Geflutet vom Glauben ruht der Geist während er im Sonnenuntergang auf goldenen Straßen übers Meer fließt. Das Flackern der Gestirne ist althergebracht, überdauerte Äonen. Schon den ersten Gedanken leuchteten sie den Weg zur Ferne. Die Segel spannen im Wind, Nachtböen machen den Rumpf wanken.
Wolken mischen sich ins herabregnenden Mondlicht und Furcht beschleicht die Dunkelheit inmitten des Ozeans, erfasst kalfatertes Holz wie einst teerige Hand. Knarzende Planken offenbaren Widerstand gegen Kräfte, Struktur verformt sich. Bewegung zuckt im Augenwinkel und verschwindet im Schwarz, Unheilvolles schreitet lautlos über brechende Wellenkämme.
Im Rausch der Meere erschallen dem naiven Ohr schnell die dumpfen Rufe vergreister Ahnen, Übermut zur Last legend beschwören sie die raue See den kindhaften Gedanken einhalt zu gebieten. Kaltes Nass tobt Beifall, peitscht vom Sturm aufgehetzt in verängstigte Antlitzer bis die sich selbst das Erbarmen der Alten erbetteln hören.
Gierige Augen blicken im Zucken der Blitze mörderische Absicht, wollen den Steuermann kielholen und das Ruder selbst in die Hand nehmen. Wilde Raserei erkrallt den Geist, Donner schlagen im Takt zum kreischenden Tauwerk und das Garn der Ammenmärchen legt sich als Strick um den Hals.

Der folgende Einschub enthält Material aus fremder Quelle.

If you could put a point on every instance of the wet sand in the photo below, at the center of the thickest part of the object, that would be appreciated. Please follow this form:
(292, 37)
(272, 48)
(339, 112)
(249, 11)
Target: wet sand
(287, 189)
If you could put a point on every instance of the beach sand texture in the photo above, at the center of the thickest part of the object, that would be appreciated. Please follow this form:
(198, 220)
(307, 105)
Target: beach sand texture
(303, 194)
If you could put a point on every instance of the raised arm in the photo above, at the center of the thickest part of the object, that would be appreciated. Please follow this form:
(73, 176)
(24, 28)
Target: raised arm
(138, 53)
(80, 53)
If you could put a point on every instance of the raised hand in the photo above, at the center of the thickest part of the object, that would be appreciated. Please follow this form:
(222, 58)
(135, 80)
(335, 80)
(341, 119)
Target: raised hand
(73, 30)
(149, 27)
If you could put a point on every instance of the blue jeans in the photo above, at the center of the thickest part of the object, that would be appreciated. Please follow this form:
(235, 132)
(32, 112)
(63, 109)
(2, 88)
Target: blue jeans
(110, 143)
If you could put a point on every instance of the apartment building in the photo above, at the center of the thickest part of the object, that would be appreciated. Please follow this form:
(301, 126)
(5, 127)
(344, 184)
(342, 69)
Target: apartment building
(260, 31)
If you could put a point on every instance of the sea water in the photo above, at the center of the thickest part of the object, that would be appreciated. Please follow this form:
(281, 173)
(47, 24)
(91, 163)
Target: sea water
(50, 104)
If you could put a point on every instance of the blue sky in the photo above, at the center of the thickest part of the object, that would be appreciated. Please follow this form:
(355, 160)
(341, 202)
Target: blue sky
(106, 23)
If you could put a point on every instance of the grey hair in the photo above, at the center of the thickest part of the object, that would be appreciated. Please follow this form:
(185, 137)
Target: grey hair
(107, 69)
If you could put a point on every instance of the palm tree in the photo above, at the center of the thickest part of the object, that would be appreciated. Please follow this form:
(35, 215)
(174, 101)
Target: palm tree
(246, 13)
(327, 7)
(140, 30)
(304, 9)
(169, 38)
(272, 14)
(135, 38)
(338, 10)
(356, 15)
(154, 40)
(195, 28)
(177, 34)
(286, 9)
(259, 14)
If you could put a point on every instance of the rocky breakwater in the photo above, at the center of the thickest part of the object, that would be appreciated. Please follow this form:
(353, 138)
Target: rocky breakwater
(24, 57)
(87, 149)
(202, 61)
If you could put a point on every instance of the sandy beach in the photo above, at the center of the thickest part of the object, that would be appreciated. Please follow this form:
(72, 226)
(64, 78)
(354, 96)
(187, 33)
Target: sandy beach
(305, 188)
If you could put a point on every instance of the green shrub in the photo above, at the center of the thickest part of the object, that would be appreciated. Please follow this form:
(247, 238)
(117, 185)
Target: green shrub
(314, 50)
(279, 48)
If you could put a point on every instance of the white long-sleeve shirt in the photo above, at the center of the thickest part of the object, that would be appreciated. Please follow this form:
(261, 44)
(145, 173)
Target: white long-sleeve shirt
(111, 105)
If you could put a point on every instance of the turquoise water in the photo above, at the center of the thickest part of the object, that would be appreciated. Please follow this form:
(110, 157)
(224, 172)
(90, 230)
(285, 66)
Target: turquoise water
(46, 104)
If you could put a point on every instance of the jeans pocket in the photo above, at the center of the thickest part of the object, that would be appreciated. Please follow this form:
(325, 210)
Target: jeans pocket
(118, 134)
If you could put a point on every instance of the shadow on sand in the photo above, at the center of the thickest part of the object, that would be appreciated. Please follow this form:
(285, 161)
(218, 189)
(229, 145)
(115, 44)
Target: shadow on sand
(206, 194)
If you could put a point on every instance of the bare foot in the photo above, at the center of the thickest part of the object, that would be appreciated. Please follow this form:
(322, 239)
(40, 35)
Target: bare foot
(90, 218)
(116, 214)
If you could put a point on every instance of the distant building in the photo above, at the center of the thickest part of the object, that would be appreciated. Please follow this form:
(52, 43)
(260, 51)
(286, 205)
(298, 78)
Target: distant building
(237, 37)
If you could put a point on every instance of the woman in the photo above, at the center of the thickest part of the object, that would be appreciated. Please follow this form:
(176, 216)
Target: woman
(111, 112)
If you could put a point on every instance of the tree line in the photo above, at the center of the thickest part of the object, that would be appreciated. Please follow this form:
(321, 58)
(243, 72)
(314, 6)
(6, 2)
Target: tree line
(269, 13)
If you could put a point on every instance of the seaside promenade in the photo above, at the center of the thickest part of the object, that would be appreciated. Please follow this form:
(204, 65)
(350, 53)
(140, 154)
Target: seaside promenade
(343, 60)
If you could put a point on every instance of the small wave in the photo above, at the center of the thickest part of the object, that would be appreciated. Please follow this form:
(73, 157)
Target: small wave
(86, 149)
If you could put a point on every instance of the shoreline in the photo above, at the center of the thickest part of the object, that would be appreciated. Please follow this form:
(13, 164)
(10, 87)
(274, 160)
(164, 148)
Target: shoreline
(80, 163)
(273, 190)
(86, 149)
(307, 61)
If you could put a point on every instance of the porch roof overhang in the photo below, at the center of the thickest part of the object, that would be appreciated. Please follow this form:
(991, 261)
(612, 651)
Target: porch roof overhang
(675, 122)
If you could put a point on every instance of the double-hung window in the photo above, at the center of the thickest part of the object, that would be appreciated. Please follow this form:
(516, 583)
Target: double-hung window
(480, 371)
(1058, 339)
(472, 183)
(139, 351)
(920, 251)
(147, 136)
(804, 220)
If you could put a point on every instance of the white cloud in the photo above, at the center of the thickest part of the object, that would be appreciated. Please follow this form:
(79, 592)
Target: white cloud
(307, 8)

Stille folgt dem Untergang. Der Rumpf an Poseidons Wut zerschellt und die Segel zerfetzt von den Klauen des Typhoeus dümpeln die Trümmer des neuen Denkens auf diesigen Gewässern dahin. Vom Unheil des Altertums gebrochene Gedankenfragmente findet der Geist über Meilen verstreut, langsam verdrängt Salzwasser die letzte Luft aus den ermorschenden Planken und zieht sie in seine Tiefen herab. Neues Leben ergießt sich über das Wrack und zersetzt dies Ende in seinen Beginn, die verschiedene Oberwelt findet ihren Fortgang am Meeresgrund.
Den tosenden Schreien geht das Verklingen der Stimmen nach während im Hafen des Altertums, Handelszentrum der Hörigen und Gelehrigen, Nachwuchs gezogen wird mit Meeres Frucht und ahnengläubigen Gedanken. Vergreisung des Geistes ist Lehrfach und der Meilenfahrt des Denkens wird gehuldigt. Die kopernikanischen Revolutionen des Lebens steht in Abrede, Ewigkeit erkennen und mit ihr den Lauf der Dinge vorreden zu wissen ist Ziel der Generationen, Wiedervereinigung mit Gewesenem und Abkehr des Kommenden Heilsvorstellung ihres unbändigbaren Strebens.
Die See hat verspeist was ihr in Fangnetzen das Land entriss und Einsamkeit befällt die modernden Knochen, verlassen wurden sie von der Einheit des Körpers und den Gedanken. Genährte Gräten tümmeln sich um Korallen, vereint haben sich die Kalkskelette und beschwichtigt ist der einst lodernde Geist, lebt fortan in der tiefen Weite des Meeres.